Deslumbrados com os milagres do mundo moderno (e de um Brasil em que não se conseguia falar com o vizinho pelo telefone), Walter fala de Los Angeles com Angra dos Reis, com a casa do Braga, no Frade ou redondezas, onde estaria Roberto Marinho! Não, não é possível salvar o Paulo; o governo já encaminhou o João Saad para comprar mas não chegaram a um acordo. Querem que o doutor Roberto tire a programação e se vire com ela, ou compre as estações. E assim foi feito. Doutor Roberto não queria comprar emissora nenhuma, almoçou com o Paulo e o Joe, apresentando uma proposta inaceitável para não dizerem que ele não quis comprar, e, estando o contrato vencido, tirou a programação do Paulo. A idéia do Paulo, segundo me disse há alguns anos, era vender tudo e sair do Brasil. Mas cadê comprador?

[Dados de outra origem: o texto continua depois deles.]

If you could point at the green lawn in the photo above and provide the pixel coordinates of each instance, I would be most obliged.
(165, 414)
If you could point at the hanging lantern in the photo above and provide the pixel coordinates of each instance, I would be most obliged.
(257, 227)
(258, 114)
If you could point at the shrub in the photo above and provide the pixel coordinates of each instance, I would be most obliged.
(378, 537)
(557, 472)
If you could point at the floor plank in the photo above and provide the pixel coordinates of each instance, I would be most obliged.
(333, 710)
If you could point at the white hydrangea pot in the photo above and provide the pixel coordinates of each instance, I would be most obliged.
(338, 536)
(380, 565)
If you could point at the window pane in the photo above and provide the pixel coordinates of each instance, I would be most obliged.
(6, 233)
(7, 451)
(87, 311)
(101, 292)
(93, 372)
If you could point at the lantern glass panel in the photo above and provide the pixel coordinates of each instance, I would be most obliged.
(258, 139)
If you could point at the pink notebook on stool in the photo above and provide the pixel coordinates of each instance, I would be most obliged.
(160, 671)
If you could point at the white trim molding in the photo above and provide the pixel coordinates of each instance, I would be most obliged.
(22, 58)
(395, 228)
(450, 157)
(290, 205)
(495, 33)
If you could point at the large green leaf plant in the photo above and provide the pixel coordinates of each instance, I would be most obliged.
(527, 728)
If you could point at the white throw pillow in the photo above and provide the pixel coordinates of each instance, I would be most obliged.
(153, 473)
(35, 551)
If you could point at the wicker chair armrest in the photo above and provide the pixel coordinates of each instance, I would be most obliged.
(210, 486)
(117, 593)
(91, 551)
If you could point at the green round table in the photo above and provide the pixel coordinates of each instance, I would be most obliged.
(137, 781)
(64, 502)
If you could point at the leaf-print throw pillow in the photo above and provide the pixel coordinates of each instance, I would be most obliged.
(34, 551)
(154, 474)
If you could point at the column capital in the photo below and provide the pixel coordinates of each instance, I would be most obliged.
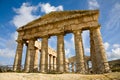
(62, 33)
(19, 41)
(77, 31)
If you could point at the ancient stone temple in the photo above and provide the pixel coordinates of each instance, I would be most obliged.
(58, 24)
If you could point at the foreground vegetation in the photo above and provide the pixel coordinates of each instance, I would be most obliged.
(65, 76)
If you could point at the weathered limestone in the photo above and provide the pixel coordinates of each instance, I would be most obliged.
(36, 59)
(58, 24)
(54, 63)
(29, 64)
(18, 56)
(44, 55)
(60, 53)
(80, 65)
(72, 64)
(93, 53)
(101, 58)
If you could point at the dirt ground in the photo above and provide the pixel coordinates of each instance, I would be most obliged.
(65, 76)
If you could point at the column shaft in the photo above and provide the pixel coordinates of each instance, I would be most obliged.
(60, 53)
(36, 59)
(72, 66)
(93, 53)
(44, 55)
(18, 57)
(54, 63)
(80, 65)
(29, 63)
(102, 63)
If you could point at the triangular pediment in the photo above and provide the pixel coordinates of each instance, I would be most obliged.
(58, 15)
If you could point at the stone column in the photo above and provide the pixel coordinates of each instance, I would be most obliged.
(93, 53)
(60, 53)
(54, 63)
(36, 59)
(80, 66)
(67, 67)
(102, 63)
(29, 63)
(44, 55)
(18, 57)
(50, 62)
(72, 64)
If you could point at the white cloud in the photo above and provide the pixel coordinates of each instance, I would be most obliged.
(93, 4)
(114, 54)
(47, 8)
(116, 45)
(113, 51)
(106, 45)
(114, 18)
(7, 53)
(87, 50)
(24, 14)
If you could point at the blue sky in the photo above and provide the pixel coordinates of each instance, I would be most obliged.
(15, 13)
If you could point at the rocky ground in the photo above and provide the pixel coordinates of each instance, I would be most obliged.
(68, 76)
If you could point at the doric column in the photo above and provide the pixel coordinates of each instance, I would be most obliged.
(44, 55)
(67, 67)
(50, 62)
(80, 66)
(54, 63)
(29, 63)
(102, 63)
(18, 57)
(93, 53)
(60, 53)
(36, 59)
(72, 64)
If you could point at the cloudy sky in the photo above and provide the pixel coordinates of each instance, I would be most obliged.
(15, 13)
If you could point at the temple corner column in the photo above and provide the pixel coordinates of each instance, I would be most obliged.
(18, 56)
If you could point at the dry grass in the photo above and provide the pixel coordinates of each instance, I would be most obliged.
(40, 76)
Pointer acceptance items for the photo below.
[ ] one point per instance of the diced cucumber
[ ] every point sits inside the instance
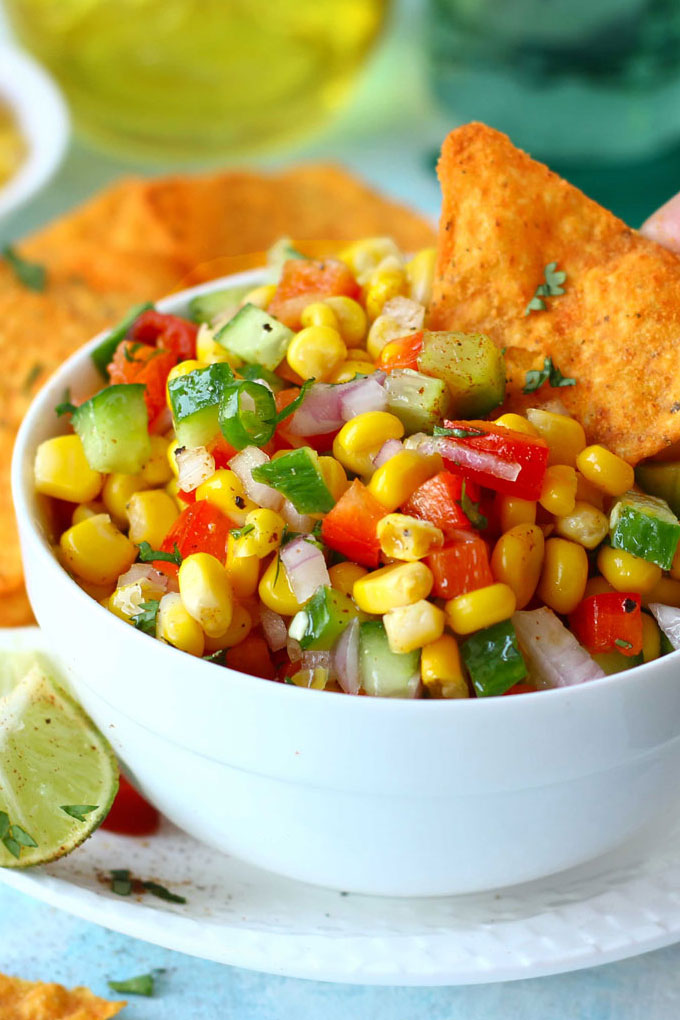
(323, 619)
(195, 402)
(208, 307)
(471, 365)
(645, 526)
(661, 479)
(255, 336)
(420, 402)
(385, 673)
(298, 476)
(113, 426)
(103, 353)
(493, 659)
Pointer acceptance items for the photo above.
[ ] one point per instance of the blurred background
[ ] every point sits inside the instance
(592, 87)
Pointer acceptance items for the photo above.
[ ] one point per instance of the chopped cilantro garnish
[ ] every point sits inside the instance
(548, 373)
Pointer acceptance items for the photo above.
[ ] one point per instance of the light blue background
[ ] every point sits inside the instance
(391, 145)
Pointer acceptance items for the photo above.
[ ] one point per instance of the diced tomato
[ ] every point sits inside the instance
(131, 814)
(252, 656)
(402, 353)
(438, 501)
(609, 622)
(201, 527)
(351, 527)
(498, 458)
(304, 281)
(169, 332)
(460, 566)
(138, 362)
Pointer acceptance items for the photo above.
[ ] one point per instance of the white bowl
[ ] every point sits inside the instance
(405, 798)
(43, 118)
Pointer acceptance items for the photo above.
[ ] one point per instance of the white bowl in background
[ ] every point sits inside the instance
(43, 119)
(388, 797)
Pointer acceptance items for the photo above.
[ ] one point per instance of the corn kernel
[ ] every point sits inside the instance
(398, 478)
(481, 608)
(564, 436)
(206, 592)
(513, 511)
(275, 591)
(585, 524)
(517, 423)
(564, 575)
(175, 626)
(225, 491)
(151, 514)
(606, 470)
(626, 572)
(420, 273)
(352, 322)
(650, 639)
(404, 538)
(319, 313)
(558, 494)
(316, 352)
(61, 470)
(333, 474)
(116, 494)
(409, 627)
(343, 575)
(261, 533)
(394, 585)
(440, 668)
(359, 440)
(238, 630)
(97, 551)
(517, 560)
(244, 571)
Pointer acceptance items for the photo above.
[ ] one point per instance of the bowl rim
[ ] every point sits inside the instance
(43, 118)
(21, 492)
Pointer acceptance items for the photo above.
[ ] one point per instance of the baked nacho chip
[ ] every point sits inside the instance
(616, 327)
(37, 1001)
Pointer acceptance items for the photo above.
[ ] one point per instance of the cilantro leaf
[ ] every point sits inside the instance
(148, 555)
(79, 811)
(142, 985)
(145, 620)
(31, 274)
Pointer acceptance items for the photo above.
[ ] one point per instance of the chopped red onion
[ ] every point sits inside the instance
(195, 466)
(668, 618)
(346, 659)
(274, 629)
(261, 494)
(554, 656)
(305, 566)
(386, 451)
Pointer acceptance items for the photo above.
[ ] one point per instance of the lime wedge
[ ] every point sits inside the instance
(58, 775)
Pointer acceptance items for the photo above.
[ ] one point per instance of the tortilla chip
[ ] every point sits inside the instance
(616, 328)
(36, 1001)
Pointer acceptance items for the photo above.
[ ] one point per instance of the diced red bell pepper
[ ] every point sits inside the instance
(200, 527)
(498, 458)
(252, 656)
(304, 281)
(169, 332)
(131, 814)
(460, 566)
(438, 501)
(402, 353)
(609, 622)
(351, 527)
(138, 362)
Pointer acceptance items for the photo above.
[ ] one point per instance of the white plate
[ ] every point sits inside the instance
(620, 906)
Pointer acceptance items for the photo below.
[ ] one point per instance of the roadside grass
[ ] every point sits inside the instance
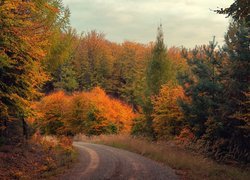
(187, 164)
(41, 157)
(61, 154)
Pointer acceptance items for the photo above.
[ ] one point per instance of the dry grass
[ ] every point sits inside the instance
(186, 164)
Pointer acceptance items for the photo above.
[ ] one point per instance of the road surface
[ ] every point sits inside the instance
(100, 162)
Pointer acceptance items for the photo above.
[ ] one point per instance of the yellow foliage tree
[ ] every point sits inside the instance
(91, 113)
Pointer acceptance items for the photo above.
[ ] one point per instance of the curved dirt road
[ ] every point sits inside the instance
(97, 162)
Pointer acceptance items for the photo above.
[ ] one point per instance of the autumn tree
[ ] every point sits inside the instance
(90, 113)
(25, 29)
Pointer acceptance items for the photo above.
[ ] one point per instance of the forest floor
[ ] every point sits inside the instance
(38, 158)
(186, 163)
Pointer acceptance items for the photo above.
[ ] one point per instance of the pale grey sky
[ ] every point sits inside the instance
(185, 22)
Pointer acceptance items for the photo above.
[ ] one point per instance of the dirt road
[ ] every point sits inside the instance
(97, 162)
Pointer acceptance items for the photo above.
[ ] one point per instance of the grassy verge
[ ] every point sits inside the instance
(39, 158)
(186, 164)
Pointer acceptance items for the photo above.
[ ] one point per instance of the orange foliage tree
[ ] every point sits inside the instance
(91, 113)
(167, 115)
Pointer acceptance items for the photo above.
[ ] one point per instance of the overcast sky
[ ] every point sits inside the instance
(185, 22)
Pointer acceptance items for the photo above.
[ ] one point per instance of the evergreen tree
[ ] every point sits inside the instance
(65, 77)
(158, 66)
(202, 85)
(235, 109)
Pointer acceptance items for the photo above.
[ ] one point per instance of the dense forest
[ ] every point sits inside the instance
(58, 81)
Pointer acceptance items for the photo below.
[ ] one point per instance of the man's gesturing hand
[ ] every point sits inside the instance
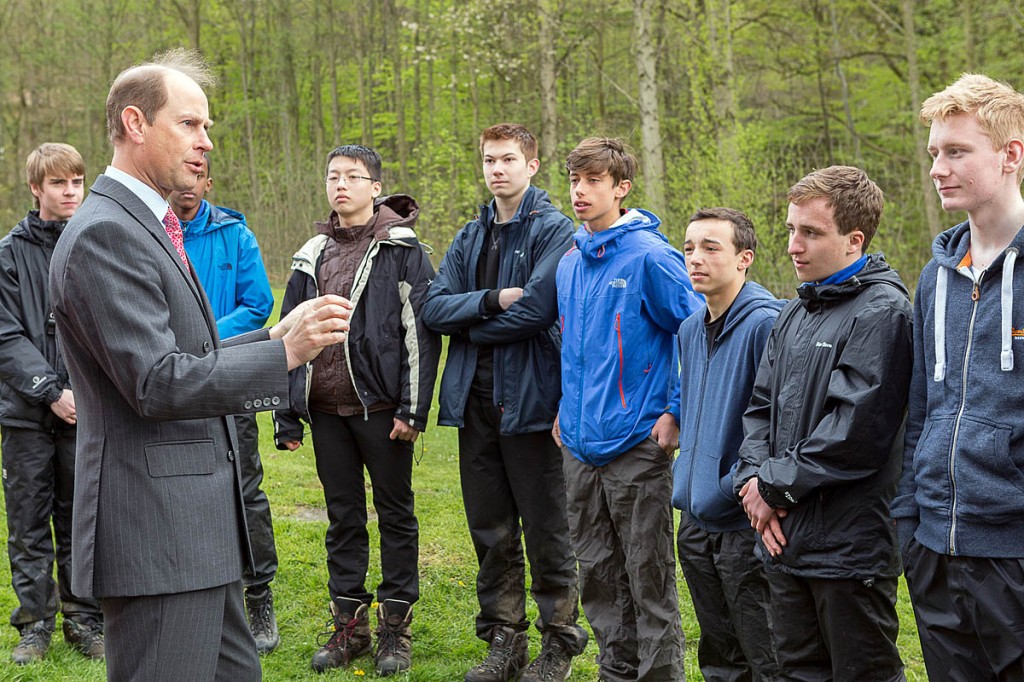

É possível que tenha havido, mas eu não sei de violência econômica igual no Brasil, cometida exclusivamente pelo ódio de um político menor, nem na ditadura Vargas. O ministro Ney Braga foi agraciado com a presidência da famosa Itaipu Binacional e já morreu. Paulo ficou mais rico de qualquer maneira, está vivo e retransmite o SBT. Sic transit gloria etc.